One trend that's problematic to me is the idea that anything anonymous is automatically objective and without bias, that a collective of the uninformed is somehow more enlightened than any individual who has dedicated their life to a particular form of knowledge, that sources are obsolete, that crowds cannot be swayed and that popular opinion cannot possibly be biased. Snobbishness is indeed a vice but going to the other extreme of mob rule is hardly an improvement, rather it's just chaos for the sake of chaos in an attempt to stick it to the man.

Populism isn't a bad ideal, except it's a bad model for filtering information. There's a reason why focus groups often kill films and rob them of their message, it's that things derived from consensus are soulless. Instead of relying on the merits of individual opinions, Metacritic has now become the most trusted review source on the net, with the sum invalidating its constituent parts and Wikipedia is now trusted as a completely objective and factual source when by its nature its not.

The internet is not a consciousness any more than it is several consciousnesses made one. The idea of the internet being a meta consciousness speaks simultaneously to an ideology of both majority privilege and the empowerment of the radical fringe, hence why right-wing reactionaries have such a large presence online. The most vocal supporters of an ideology simply make the most noise and drown out all reasonable debate and yet those ideologies are overrepresented within a meta framework as they are far more passionate than the general public.
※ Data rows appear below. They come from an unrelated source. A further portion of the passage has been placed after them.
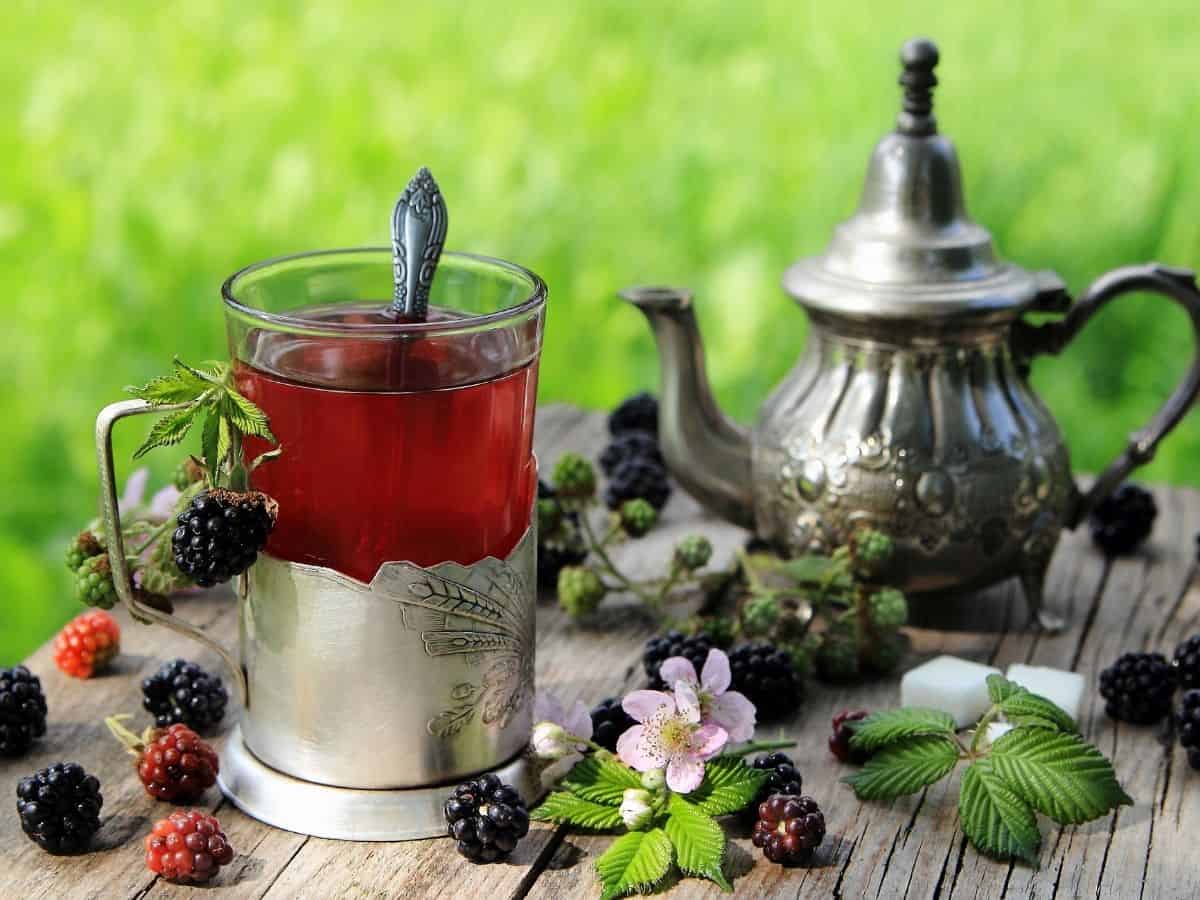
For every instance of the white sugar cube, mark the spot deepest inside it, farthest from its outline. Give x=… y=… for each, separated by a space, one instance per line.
x=954 y=685
x=1061 y=688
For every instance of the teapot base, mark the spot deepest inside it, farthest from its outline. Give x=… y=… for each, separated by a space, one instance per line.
x=346 y=813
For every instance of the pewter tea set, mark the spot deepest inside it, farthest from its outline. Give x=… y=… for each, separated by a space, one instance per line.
x=365 y=693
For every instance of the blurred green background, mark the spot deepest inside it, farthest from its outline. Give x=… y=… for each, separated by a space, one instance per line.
x=148 y=150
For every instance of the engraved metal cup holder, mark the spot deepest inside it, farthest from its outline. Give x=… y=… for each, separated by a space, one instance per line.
x=361 y=701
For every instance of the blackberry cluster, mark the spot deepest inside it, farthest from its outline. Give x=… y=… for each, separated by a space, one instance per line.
x=609 y=723
x=1123 y=520
x=1138 y=688
x=1187 y=663
x=22 y=711
x=839 y=741
x=766 y=675
x=789 y=828
x=673 y=643
x=487 y=819
x=637 y=479
x=633 y=461
x=59 y=808
x=221 y=533
x=784 y=777
x=181 y=691
x=561 y=545
x=630 y=445
x=1187 y=720
x=636 y=413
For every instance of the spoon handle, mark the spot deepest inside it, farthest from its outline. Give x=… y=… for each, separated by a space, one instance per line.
x=418 y=233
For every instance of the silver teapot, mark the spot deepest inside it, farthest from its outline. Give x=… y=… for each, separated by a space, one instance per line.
x=910 y=408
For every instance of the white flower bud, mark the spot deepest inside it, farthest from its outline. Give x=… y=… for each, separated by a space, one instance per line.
x=635 y=808
x=550 y=741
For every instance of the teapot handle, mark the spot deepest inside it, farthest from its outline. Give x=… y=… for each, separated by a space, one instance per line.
x=1180 y=286
x=121 y=580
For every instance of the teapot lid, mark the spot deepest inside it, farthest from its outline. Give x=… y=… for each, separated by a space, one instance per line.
x=910 y=250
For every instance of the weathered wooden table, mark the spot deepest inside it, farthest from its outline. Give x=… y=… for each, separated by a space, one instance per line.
x=911 y=847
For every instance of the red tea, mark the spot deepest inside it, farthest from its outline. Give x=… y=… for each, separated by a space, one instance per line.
x=395 y=448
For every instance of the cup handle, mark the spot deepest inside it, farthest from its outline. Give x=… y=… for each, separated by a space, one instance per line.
x=1177 y=285
x=108 y=417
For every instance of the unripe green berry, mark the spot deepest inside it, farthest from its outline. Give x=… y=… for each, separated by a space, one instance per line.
x=580 y=591
x=637 y=517
x=888 y=609
x=574 y=478
x=84 y=546
x=94 y=583
x=760 y=615
x=694 y=552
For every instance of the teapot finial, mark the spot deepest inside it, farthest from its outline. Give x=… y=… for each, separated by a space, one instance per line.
x=918 y=58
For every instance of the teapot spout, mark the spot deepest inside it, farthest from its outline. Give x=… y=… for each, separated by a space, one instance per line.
x=707 y=453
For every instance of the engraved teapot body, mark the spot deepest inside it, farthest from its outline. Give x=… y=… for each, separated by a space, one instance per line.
x=910 y=408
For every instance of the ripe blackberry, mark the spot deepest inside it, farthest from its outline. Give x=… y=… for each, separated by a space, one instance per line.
x=220 y=534
x=187 y=846
x=637 y=479
x=766 y=675
x=1138 y=688
x=1187 y=720
x=609 y=723
x=839 y=741
x=636 y=413
x=1187 y=663
x=22 y=711
x=784 y=777
x=173 y=763
x=486 y=817
x=630 y=445
x=1123 y=520
x=181 y=691
x=789 y=828
x=673 y=643
x=87 y=643
x=59 y=808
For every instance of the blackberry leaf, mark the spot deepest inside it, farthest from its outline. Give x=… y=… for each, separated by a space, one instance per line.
x=729 y=786
x=600 y=780
x=1023 y=707
x=634 y=863
x=995 y=819
x=1060 y=775
x=565 y=808
x=699 y=841
x=905 y=768
x=891 y=725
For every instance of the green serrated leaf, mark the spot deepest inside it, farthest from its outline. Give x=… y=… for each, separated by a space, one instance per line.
x=169 y=430
x=209 y=441
x=634 y=863
x=699 y=841
x=905 y=768
x=729 y=786
x=565 y=808
x=601 y=779
x=995 y=819
x=245 y=417
x=891 y=725
x=1061 y=775
x=1023 y=707
x=175 y=388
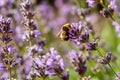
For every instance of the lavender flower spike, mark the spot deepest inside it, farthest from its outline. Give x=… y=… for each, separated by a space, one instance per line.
x=117 y=27
x=91 y=3
x=78 y=62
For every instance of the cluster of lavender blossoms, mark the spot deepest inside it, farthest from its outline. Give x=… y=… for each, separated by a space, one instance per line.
x=26 y=55
x=51 y=65
x=9 y=58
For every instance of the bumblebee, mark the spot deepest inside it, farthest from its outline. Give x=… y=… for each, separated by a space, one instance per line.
x=64 y=32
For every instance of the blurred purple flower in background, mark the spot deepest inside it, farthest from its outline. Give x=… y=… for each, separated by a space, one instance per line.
x=78 y=62
x=50 y=65
x=117 y=27
x=91 y=3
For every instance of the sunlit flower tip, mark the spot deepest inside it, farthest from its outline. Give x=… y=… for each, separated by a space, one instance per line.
x=106 y=59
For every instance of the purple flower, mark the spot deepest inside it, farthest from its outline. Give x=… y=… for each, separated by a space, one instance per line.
x=91 y=3
x=117 y=27
x=78 y=62
x=50 y=65
x=118 y=76
x=79 y=33
x=11 y=50
x=37 y=34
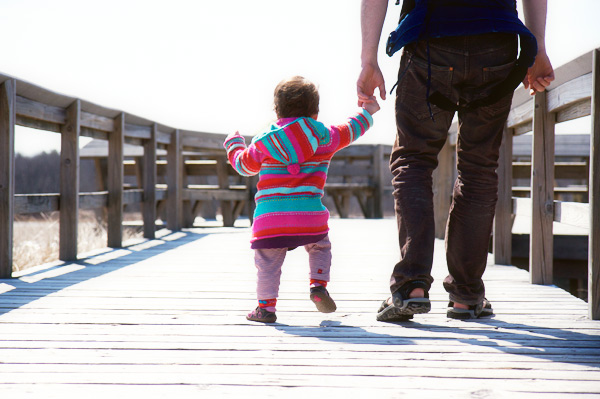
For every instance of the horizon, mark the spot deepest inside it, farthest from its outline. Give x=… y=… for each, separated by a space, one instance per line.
x=154 y=61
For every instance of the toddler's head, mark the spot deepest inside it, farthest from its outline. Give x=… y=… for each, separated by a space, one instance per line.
x=296 y=97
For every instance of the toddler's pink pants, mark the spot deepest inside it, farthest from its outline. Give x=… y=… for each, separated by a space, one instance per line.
x=269 y=261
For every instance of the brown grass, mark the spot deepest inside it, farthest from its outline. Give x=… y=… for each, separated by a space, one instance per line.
x=36 y=239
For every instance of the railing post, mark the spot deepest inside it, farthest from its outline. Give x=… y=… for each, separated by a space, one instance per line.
x=174 y=183
x=379 y=179
x=7 y=174
x=541 y=250
x=223 y=177
x=149 y=184
x=115 y=182
x=594 y=238
x=502 y=241
x=69 y=182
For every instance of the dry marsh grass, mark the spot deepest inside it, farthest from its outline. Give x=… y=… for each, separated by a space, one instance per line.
x=36 y=239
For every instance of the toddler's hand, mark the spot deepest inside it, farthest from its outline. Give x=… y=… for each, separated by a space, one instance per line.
x=372 y=106
x=233 y=135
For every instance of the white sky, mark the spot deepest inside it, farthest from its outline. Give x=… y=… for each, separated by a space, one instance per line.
x=212 y=65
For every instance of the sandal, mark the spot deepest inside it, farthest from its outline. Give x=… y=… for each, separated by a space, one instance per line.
x=320 y=297
x=403 y=309
x=261 y=315
x=482 y=309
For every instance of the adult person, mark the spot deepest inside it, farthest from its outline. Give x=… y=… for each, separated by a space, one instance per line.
x=460 y=56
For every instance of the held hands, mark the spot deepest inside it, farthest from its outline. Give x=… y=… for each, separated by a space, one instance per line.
x=234 y=140
x=371 y=105
x=369 y=79
x=233 y=135
x=540 y=75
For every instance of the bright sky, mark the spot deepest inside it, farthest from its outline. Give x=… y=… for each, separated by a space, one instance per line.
x=212 y=65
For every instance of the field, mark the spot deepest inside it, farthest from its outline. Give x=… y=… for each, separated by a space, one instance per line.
x=36 y=237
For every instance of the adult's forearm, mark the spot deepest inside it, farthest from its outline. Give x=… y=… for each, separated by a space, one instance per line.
x=535 y=19
x=372 y=16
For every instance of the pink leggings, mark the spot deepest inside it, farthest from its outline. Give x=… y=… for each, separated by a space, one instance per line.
x=269 y=261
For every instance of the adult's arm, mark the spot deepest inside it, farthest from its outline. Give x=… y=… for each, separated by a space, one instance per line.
x=541 y=72
x=372 y=16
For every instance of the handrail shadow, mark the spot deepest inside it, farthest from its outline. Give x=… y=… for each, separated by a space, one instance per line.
x=85 y=269
x=570 y=352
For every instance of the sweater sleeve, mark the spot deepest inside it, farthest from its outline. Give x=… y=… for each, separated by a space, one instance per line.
x=350 y=131
x=245 y=160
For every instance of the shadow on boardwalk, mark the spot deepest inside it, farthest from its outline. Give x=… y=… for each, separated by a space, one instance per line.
x=88 y=268
x=548 y=344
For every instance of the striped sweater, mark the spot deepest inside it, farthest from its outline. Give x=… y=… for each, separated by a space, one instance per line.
x=291 y=160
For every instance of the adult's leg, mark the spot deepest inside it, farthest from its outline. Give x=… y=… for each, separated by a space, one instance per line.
x=476 y=189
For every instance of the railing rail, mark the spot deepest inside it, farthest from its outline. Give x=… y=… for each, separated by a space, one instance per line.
x=25 y=104
x=574 y=94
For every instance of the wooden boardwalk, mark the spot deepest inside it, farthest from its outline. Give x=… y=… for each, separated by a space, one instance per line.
x=165 y=318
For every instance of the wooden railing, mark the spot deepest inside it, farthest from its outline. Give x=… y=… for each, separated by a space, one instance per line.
x=24 y=104
x=574 y=94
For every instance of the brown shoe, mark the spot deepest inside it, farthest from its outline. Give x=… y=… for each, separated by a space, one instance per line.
x=322 y=300
x=261 y=315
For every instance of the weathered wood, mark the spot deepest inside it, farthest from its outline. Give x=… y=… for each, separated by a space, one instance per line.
x=149 y=184
x=542 y=193
x=502 y=236
x=69 y=182
x=594 y=238
x=7 y=174
x=443 y=183
x=175 y=183
x=115 y=183
x=223 y=178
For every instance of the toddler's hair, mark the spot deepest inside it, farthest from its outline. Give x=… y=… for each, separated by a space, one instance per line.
x=296 y=97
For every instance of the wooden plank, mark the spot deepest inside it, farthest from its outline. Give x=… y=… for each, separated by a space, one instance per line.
x=7 y=175
x=575 y=91
x=594 y=239
x=542 y=193
x=39 y=111
x=115 y=183
x=175 y=183
x=443 y=184
x=502 y=236
x=69 y=182
x=198 y=194
x=97 y=122
x=223 y=178
x=149 y=184
x=572 y=213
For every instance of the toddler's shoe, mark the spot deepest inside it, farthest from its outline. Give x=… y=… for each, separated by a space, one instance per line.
x=322 y=300
x=261 y=315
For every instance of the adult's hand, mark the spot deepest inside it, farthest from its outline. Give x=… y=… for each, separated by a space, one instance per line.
x=540 y=75
x=369 y=79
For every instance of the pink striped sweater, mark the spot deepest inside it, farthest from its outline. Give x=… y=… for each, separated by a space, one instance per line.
x=291 y=160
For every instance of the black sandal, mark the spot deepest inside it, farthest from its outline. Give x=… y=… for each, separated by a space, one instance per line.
x=482 y=309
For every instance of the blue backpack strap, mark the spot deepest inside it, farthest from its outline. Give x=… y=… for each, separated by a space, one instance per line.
x=420 y=21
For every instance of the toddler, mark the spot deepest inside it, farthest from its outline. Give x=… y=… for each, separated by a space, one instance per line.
x=291 y=159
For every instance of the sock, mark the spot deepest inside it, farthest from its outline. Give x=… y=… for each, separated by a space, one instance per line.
x=267 y=304
x=316 y=283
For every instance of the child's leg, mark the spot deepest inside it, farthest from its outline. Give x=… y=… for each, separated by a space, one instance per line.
x=268 y=264
x=319 y=260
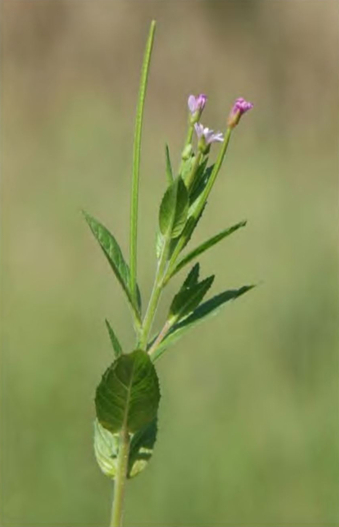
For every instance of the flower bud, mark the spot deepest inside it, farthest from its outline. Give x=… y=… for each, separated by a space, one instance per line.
x=239 y=108
x=196 y=106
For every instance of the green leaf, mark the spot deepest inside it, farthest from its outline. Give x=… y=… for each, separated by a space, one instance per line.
x=128 y=394
x=169 y=172
x=174 y=209
x=200 y=181
x=114 y=340
x=106 y=449
x=190 y=295
x=207 y=309
x=187 y=167
x=141 y=448
x=206 y=245
x=113 y=253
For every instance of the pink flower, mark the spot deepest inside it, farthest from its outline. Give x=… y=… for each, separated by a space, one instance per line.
x=207 y=135
x=240 y=107
x=196 y=104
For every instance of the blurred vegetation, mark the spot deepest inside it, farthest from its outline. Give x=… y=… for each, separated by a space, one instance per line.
x=253 y=440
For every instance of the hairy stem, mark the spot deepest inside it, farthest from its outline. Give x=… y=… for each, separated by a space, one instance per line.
x=201 y=203
x=120 y=479
x=155 y=296
x=167 y=326
x=136 y=160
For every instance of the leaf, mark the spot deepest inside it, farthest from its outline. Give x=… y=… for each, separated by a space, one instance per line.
x=113 y=253
x=169 y=172
x=206 y=245
x=114 y=340
x=190 y=295
x=106 y=449
x=207 y=309
x=159 y=243
x=190 y=228
x=128 y=394
x=141 y=448
x=174 y=209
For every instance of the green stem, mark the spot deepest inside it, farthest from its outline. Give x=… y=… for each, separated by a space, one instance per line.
x=214 y=173
x=155 y=296
x=190 y=179
x=120 y=480
x=188 y=141
x=167 y=326
x=136 y=160
x=201 y=203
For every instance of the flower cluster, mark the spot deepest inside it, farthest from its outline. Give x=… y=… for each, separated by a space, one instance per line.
x=205 y=135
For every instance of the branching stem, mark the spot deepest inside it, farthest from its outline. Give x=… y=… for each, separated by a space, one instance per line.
x=120 y=479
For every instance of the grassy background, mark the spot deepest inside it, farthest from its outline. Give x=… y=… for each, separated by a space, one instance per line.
x=249 y=414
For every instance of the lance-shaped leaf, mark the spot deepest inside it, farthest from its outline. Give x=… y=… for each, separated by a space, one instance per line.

Ultimately the need for individual achievement in society is being repressed by a desire for anonymous collaboration. This is ultimately futile as a meta novel would become nothing more than a deeply impersonal collaboration that would have no sense of characterization, plot progression or genre, rather it would be a loose collection of ideas decided by consensus that would be re-edited over a short period of time into something unrecognizable yet trendy. While democracy in institutions is a great goal to work towards, democratic art is an oxymoron and to attempt it would be an abomination that would ruin the entire world's conception of art for years to come. The fact is that art has often been decided by both individuals and cabals for a thousands of years. Meta art would only serve to create a purely commercial product that would please executives and those with no concept of taste but no one else.

While Wikipedia is great for general knowledge, it's both incredibly easy to post misinformation on and nowhere near as informative as an actual book on any subject. Metacritic is also not objective since the viewer may end up having a differing opinion than the majority of critics, or that a minority might have a more well thought out opinion. Also, a divisve film will naturally revieve average ratings. The push to make all information meta or the belief that meta is inherently good is a fallacy that promotes an inhuman agenda. In short, consensus is not always right and the current belief that it is is harming both the internet and humanity as a whole.